Creating and training a new parser

Extending the AlphaBeta class

TODO

A skeleton for extending the AlphaBeta class and defining a new parser class can be found here: https://github.com/graphbrain/graphbrain/blob/master/skeletons/parser_xx.py

Collecting a corpus of sample texts

TODO

Files should be named by category and then number. For example:

wikipedia1.txt
wikipedia2.txt
...
books1.txt
...

This allows for the generation of balanced training datasets later on, as well as the testing of accuracy by category.

Extracting sentences

For example:

$ python -m graphbrain.scripts.extract-sentences --parser .parser_xx.ParserXX --infile parser-training-data/xx/text-samples/wikipedia1.txt --outfile parser-training-data/xx/sentences/wikipedia1.txt

Annotating sentences to generate a parser training dataset

For example:

$ python -m graphbrain.scripts.generate-parser-training-data --parser .parser_xx.ParserXX --indir parser-training-data/de/sentences --outfile parser-training-data/xx/sentence-parses.json

Splitting into training and testing datasets

To split the sentence parses dataset into training (66%) and testing (33%) datasets, the following script can be used:

$ python -m graphbrain.scripts.split-parser-training-data --parser .parser_xx.ParserXX --infile parser-training-data/xx/sentence-parses.json

The files sentence-parses-train.json and sentence-parses-test.json will be created in the same directory as the original file, in this case parser-training-data/xx.

Generating alpha training data

For example:

$ python -m graphbrain.scripts.generate-alpha-training-data --parser .parser_xx.ParserXX --infile parser-training-data/xx/sentence-parses.json --outfile parser-training-data/xx/atoms.csv

Notice that atoms-train.csv and atoms-test.csv can be generated from the previous split.

Testing the alpha stage

With this script and the two datasets, it is now possible to test the accuracy of the alpha stage:

$ python -m graphbrain.scripts.test-alpha --parser .parser_xx.ParserXX --infile parser-training-data/xx/atoms-test.csv --training_data parser-training-data/xx/atoms-train.csv

Overall results are presented, as well as per category.
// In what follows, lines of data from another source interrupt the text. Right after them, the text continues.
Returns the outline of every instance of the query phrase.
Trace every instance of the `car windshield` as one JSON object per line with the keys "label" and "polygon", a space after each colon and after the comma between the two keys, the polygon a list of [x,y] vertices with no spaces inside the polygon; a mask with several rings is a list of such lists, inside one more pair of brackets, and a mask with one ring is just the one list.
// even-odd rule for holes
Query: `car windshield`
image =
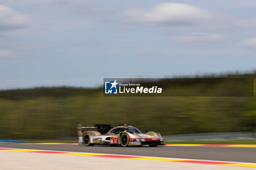
{"label": "car windshield", "polygon": [[141,131],[140,131],[140,130],[136,128],[128,128],[126,130],[128,132],[136,133],[139,134],[142,134]]}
For example:

news accuracy: 0.962852897473997 [648 correct out of 673]
science accuracy: 0.9427083333333334 [543 correct out of 576]
fiction accuracy: 0.9581881533101045 [275 correct out of 287]
non-fiction accuracy: 0.9338235294117647 [254 correct out of 272]
wikipedia accuracy: 0.9482288828337875 [696 correct out of 734]

overall accuracy: 0.950432730133753 [2416 correct out of 2542]

Manual parser testing

The full parser can be manually tested. An interactive script is provided for this, that uses as input a sentence file generated by the extract-sentences script discussed above. Of course, it is necessary to use a text corpus different from the one used to train the parser to obtain meaningful results:

$ python -m graphbrain.scripts.manual-parser-test --parser .parser_xx.ParserXX --infile parser-training-data/xx/sentences/manual-test-sentences.txt --outfile parser-training-data/de/manual-test-results.csv

It also makes sense to create sentence files by text category, to be able to appraise accuracy across different kinds of text.